From the Hardcover edition.
Top Customer Reviews
The book begins with a series of disjointed stories about Ondaatje's parents and grandparents. I found this part somewhat hard to get through as Ondaatje drops into the stories without providing the reader with the necessary information to understand who the players are and why they are important. However, since the book is highly impressionistic in style, perhaps this approach works. After all, most of us learn about our family history in bits and pieces; we don't pick up yarns and memory bites in chronological order.
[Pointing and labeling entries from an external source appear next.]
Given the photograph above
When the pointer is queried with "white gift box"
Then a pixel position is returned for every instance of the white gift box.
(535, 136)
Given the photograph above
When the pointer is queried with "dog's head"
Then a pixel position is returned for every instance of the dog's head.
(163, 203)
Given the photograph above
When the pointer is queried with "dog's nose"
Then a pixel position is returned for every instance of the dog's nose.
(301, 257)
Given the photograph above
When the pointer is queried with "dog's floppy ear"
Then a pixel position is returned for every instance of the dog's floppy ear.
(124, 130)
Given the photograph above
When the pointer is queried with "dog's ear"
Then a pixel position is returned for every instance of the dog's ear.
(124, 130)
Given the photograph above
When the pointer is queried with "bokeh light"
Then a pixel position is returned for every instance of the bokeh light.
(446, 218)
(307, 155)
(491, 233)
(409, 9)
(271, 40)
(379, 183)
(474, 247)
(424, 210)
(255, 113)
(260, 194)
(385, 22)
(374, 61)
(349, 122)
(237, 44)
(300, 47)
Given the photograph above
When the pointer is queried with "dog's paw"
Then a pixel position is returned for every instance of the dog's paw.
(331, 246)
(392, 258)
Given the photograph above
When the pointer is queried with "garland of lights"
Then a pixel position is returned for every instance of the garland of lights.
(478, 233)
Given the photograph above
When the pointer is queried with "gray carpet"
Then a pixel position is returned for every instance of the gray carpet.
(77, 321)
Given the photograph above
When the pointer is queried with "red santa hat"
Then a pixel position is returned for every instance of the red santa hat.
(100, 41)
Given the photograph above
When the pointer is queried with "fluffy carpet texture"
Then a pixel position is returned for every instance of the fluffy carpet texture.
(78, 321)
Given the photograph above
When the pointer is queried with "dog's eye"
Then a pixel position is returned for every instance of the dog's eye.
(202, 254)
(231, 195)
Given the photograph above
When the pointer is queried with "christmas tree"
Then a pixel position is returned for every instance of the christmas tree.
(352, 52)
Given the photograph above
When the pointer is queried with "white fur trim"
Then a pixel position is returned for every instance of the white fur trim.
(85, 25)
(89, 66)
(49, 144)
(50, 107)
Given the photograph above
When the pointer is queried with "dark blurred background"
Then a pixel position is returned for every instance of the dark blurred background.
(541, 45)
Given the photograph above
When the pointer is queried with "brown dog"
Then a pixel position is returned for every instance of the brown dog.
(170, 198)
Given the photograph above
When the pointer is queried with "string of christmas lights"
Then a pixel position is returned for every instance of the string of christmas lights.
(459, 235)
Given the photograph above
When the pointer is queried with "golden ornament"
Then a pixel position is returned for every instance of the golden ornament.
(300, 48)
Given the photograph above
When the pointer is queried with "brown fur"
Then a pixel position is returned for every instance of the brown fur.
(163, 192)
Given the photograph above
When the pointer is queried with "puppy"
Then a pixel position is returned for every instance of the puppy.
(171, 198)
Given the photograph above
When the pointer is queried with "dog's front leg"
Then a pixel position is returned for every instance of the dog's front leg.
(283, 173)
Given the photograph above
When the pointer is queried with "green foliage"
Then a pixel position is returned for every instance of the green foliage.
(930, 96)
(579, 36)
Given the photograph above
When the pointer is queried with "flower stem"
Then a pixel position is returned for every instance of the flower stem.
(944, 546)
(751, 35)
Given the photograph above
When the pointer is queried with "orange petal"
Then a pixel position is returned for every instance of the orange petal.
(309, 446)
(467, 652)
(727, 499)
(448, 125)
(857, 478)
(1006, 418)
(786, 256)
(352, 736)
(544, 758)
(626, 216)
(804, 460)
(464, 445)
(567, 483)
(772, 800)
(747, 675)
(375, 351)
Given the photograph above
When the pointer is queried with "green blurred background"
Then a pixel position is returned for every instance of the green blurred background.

The third section, "Don't Talk to Me about Matisse" is a literary treasure! Ondaatje weaves a travel journal with childhood memories. Ondaatje's journey through Sri Lanka and memory land is depicted with great passion and reflection: "I witnessed everything. One morning I would wake and just smell things for the whole day, it was so rich I had to select senses. And still everything moved slowly with the assured fateful speed of a coconut falling on someone's head, like the Jaffna train, like the fan at low speed, like the necessary sleep in the afternoon with dreams blinded by toddy."
Ondaatje generously included several of his poems in the middle of the book. "The Cinnamon Peeler", with its strong sensuality, serves as a fitting metaphor for the stories about romantic interludes in the author's family. "The Cinnamon Peeler" is so beautiful, I plan to commit it to memory.
Ondaatje dwells on the salient qualities of his relatives and homeland. If this book were a painting, it would be a mostly green wash of color with bright, blood red splashes. The red splashes could represent the tragedy so inherent in Ondaatje's family history. Alcoholism and mental illness rule the house in this family. There are many humorous moments, however, and Ondaatje delivers them with great bravado: "Lalla's great claim to fame was that she was the first woman in Ceylon to have a mastectomy. ... She kept losing the contraption to servants who were mystified by it as well as to the dog, Chindit, who would be found gnawing at the foam as if it were tender chicken." These hilarious memories give the reader a reprieve from the underlying tragedy like a much-needed downpour during a drought.
In the final sections, Ondaatje slowly reveals the many layers of his father's sad, but remarkable life. One chapter, called "Dialogues" merely consists of bits and pieces of conversations about his father. Whether Ondaatje imagined these conversations or actually heard them retold is not important. They give homage to his father in a unique and poignant way.
If you're looking for a travel journal on Sri Lanka, don't look here. But, if you want unforgettable impressions of an exotic land and a remarkable family, if you yearn for a memoir rendered with the finest of literary care, "Running in the Family" will surely please.